L’unico che non si fece vedere fu Benares. Dodi disse che aveva fatto più di una sfuriata ad Aires, ma Sennar non ci badò. Aveva superato una tempesta terribile, poteva tener testa a un fidanzato geloso.
Quando si sentì più in forze, il mago decise che era ora di riprendere quel che aveva interrotto. Si alzò e si affacciò sul ponte. Le Vanerie lo aspettavano.
L’isola dove avevano attraccato era ammantata da foreste rigogliose. C’era un unico grande villaggio, abbarbicato sulle pendici del vulcano spento che si ergeva al centro dell’isola. Sennar aveva viaggiato molto, ma non aveva mai visto un luogo simile. Al centro dell’abitato c’era una torre che assomigliava a quelle della Terra del Vento, mentre il palazzo del governatore era massiccio e decorato come si usava nella Terra del Sole. Una parte del villaggio, inoltre, si allungava fino a un piccolo lago, dal quale spuntavano le stesse palafitte dei paesi della Terra dell’Acqua. Verso la cima del vulcano, invece, si apriva una serie di costruzioni scavate nella roccia.
Nel complesso il villaggio sembrava un mosaico, eppure aveva una sua grazia. Girare per le sue stradine era come fare un rapidissimo viaggio attraverso il Mondo Emerso. La popolazione era eterogenea quanto le abitazioni, le razze più svariate convivevano senza alcun problema. L’equilibrio raggiunto dalle varie etnie pareva perfetto e imperturbabile.

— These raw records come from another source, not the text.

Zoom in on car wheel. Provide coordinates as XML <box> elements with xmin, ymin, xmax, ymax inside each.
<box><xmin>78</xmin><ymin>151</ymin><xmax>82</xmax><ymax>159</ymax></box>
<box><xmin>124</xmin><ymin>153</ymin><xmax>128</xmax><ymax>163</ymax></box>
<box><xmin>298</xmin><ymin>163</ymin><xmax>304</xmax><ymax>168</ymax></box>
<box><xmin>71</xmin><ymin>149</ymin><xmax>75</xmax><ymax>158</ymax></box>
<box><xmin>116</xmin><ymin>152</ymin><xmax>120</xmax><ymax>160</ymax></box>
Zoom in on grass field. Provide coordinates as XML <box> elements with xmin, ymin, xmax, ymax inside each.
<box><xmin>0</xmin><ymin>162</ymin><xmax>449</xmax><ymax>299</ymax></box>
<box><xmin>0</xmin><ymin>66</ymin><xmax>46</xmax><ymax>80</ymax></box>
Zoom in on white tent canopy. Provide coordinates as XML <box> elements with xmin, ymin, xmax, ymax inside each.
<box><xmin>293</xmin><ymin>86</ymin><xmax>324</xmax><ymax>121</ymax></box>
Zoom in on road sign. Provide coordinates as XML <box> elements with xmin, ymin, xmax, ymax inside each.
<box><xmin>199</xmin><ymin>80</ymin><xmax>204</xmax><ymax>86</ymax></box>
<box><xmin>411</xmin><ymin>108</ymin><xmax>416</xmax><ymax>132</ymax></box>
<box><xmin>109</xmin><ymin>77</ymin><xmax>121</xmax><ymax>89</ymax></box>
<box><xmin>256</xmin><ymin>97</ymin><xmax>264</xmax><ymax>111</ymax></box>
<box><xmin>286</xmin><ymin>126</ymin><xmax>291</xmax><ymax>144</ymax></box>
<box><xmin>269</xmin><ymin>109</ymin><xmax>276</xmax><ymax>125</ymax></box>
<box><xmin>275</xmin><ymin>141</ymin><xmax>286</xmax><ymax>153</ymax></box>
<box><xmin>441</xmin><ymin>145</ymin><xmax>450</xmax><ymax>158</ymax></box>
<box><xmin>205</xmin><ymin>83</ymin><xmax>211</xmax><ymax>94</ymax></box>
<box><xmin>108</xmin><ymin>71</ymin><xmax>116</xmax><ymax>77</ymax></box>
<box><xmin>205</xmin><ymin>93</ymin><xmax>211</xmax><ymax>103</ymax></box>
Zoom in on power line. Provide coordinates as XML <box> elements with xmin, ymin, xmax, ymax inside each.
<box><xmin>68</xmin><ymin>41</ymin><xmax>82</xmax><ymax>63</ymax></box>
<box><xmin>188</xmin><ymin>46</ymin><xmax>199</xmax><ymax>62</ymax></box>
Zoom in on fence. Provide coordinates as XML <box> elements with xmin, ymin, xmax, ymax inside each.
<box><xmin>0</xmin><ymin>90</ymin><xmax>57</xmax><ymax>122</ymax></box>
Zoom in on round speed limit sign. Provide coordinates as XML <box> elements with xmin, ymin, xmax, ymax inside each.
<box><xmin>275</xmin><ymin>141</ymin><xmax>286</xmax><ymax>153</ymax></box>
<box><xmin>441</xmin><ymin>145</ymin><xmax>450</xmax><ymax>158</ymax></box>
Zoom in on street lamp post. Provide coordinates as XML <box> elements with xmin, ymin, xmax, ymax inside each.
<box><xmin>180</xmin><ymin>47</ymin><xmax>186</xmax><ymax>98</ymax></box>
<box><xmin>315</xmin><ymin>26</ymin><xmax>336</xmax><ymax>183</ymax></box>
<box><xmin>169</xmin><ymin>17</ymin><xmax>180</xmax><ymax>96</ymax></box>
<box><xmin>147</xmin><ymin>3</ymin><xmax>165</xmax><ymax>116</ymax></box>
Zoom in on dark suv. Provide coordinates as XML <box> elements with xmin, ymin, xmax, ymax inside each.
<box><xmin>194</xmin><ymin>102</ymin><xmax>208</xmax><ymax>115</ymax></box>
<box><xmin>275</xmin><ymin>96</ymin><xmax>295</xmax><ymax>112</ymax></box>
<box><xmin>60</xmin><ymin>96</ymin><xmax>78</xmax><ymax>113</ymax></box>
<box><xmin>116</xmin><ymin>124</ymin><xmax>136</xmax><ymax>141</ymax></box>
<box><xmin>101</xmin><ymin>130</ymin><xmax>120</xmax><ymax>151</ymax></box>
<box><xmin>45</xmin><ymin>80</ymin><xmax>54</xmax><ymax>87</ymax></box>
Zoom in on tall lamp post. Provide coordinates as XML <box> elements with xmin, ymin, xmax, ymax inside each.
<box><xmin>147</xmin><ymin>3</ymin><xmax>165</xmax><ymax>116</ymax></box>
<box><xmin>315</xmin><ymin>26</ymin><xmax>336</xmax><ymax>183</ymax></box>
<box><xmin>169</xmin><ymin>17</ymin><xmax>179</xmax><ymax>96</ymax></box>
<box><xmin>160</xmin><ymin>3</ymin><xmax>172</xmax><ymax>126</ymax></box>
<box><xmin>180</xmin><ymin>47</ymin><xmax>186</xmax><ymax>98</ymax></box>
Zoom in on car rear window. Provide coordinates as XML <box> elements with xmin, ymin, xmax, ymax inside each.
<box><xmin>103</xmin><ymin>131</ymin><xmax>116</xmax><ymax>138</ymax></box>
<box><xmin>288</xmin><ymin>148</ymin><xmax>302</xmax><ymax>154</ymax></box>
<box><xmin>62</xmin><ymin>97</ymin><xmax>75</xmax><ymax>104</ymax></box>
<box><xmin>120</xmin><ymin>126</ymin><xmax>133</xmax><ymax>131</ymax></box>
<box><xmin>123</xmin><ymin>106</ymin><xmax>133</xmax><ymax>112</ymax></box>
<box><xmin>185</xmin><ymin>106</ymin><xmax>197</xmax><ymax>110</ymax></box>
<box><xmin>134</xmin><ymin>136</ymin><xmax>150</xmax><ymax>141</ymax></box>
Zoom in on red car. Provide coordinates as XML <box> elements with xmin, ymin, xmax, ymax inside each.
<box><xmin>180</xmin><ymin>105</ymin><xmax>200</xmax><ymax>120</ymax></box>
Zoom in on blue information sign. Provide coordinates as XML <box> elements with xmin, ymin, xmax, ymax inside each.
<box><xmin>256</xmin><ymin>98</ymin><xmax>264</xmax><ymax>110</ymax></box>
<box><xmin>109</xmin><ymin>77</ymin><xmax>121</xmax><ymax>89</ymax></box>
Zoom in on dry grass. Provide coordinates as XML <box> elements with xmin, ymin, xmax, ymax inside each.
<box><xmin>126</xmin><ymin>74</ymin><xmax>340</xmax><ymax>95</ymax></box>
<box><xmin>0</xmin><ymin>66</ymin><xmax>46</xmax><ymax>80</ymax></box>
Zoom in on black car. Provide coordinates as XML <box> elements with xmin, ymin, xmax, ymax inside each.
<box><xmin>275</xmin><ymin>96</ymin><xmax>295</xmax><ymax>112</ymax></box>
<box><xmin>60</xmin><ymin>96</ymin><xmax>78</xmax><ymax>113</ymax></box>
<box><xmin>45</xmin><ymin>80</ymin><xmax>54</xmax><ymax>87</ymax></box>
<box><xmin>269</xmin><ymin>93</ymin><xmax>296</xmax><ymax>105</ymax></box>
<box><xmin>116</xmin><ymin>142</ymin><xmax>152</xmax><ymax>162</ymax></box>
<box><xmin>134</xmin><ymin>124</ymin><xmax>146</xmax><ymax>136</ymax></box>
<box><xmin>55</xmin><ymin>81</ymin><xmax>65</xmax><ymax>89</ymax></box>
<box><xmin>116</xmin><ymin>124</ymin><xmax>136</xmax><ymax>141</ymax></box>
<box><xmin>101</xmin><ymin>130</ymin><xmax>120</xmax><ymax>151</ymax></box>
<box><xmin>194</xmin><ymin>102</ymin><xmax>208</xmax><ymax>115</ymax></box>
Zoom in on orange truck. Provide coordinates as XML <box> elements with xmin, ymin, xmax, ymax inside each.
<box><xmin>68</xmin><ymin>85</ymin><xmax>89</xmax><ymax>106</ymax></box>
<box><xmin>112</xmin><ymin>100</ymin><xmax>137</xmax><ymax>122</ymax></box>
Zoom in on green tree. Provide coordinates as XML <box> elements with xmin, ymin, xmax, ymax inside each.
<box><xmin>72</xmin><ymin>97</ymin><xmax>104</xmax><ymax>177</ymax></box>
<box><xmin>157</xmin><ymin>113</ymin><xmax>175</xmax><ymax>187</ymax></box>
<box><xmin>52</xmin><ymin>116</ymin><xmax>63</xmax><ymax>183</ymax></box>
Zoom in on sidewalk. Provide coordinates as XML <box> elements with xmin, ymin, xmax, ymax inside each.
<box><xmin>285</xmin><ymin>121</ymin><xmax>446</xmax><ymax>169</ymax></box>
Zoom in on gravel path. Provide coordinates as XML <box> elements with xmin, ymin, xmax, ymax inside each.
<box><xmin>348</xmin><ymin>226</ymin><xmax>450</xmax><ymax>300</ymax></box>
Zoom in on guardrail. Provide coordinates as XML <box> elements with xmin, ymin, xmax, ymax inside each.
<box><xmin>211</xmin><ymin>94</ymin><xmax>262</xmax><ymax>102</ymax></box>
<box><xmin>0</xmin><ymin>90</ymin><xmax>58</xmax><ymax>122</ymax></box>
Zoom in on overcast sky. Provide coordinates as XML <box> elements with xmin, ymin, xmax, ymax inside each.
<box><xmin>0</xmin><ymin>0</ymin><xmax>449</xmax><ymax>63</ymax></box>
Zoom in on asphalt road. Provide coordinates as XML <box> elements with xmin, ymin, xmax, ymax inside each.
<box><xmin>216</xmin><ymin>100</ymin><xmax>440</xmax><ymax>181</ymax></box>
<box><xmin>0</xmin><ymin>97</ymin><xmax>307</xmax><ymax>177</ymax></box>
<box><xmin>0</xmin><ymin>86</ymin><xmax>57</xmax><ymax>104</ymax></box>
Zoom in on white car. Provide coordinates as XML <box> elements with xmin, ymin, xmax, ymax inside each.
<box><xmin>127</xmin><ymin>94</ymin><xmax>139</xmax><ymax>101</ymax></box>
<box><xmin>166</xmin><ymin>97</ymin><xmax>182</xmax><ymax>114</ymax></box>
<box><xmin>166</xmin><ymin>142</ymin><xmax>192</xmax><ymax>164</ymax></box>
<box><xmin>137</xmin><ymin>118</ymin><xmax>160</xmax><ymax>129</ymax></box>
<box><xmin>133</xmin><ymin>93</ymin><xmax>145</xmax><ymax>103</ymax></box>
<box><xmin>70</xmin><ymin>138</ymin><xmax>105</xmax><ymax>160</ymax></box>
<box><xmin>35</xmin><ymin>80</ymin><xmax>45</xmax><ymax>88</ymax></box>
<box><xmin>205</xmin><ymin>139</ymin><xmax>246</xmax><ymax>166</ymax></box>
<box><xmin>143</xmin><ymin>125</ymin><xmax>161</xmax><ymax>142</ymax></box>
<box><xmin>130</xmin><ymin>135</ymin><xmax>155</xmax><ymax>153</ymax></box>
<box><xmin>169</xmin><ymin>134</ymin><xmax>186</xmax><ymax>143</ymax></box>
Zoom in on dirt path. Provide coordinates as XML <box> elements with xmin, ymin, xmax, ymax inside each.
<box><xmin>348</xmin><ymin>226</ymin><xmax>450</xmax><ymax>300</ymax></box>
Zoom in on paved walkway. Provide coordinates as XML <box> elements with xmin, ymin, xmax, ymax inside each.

Sennar era in cerca di notizie. Aveva bisogno di tutto l’aiuto possibile per terminare il suo viaggio.
Fu Rool a indirizzarlo verso una persona che potesse dargli le risposte che voleva. Lo portò in una locanda e l’oste indicò loro la casa di Moni, la donna più anziana delle Vanerie.
Sennar si aspettava una vecchietta decrepita e con la mente offuscata, invece si trovò di fronte una donna con la pelle dorata e liscia come quella di un bambino, e perfettamente in sé. Solo una larga striatura di capelli bianchi denunciava l’età avanzata.

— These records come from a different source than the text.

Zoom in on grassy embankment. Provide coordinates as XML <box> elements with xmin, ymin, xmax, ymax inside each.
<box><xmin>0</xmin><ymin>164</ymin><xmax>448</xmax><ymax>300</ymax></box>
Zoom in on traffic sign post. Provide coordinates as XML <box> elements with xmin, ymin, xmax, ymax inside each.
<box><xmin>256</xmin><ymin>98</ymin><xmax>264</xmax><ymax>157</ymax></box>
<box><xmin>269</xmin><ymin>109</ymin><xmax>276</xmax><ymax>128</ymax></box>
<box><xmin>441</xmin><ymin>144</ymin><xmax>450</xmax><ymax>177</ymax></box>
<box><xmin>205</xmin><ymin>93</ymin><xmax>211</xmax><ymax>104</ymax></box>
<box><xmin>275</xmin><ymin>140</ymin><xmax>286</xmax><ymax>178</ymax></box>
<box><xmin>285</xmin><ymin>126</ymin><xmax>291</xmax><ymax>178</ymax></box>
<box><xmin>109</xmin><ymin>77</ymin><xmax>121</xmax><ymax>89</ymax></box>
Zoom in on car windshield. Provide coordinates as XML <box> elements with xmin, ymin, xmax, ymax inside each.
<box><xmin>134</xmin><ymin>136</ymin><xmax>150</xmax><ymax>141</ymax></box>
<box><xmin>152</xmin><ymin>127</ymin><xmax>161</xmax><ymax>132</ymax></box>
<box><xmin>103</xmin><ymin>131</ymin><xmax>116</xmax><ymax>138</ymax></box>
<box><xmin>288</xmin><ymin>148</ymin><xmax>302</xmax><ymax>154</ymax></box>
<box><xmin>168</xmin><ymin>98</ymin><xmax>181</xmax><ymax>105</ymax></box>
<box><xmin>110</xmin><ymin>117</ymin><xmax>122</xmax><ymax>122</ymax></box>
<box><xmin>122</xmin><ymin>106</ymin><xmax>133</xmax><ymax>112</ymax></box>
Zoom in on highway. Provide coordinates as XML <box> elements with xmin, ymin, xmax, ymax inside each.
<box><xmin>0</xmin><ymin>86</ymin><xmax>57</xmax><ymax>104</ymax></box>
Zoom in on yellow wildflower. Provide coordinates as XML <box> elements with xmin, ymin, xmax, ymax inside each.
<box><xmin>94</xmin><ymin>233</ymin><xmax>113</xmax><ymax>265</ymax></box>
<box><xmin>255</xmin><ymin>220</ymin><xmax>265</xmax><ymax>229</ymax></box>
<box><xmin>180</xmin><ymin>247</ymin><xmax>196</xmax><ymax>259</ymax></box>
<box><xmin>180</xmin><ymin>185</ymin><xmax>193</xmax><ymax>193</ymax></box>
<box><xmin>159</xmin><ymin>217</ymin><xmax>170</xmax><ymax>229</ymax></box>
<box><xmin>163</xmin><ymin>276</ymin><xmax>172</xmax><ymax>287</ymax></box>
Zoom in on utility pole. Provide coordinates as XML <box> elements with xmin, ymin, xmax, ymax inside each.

La donna li fece accomodare a un tavolo all’ombra di un pergolato, sul retro della piccola casa di pietra. La sua espressione dolce piacque subito a Sennar.
«E così è questo il giovane che vuole morire» esordì Moni, mentre prendeva una mano di Sennar tra le proprie.
Parlava una lingua comprensibile al mago, ma con un accento che apparteneva al passato. Il modo in cui pronunciava le parole e il ritmo che imprimeva alle frasi ricordarono a Sennar le antiche ballate che i cantastorie intonavano nei giorni di festa. Era la lingua del Mondo Emerso, ma di due secoli prima.
«Io non voglio morire. Ho solo una missione da compiere» rispose Sennar imbarazzato.
La donna sorrise. «Lo so. Lo vedo. Il tuo cuore è limpido, giovane mago.»
«Come sai che sono un mago?»
La donna gli lasciò la mano. «Ho il dono della veggenza. O forse dovrei dire la condanna. Da che ho memoria, mi dischiude le porte del tempo e dello spazio, mi svela a suo piacimento brandelli del futuro e del passato.» Moni si sporse verso Sennar e lo guardò intensamente. «Quando arrivammo qui, trecento anni fa, i nostri occhi erano ancora pieni degli orrori a cui avevamo dovuto assistere. Ma ci guidava la speranza.»
«Eravate tra quelli che abbandonarono il Mondo Emerso?» chiese Sennar stupito.
«Noi
Moni fece una lunga pausa. Nei suoi occhi, grigi come la pietra della casa in cui viveva, brillavano pagliuzze dorate. Sennar e Rool attesero in silenzio che ricominciasse.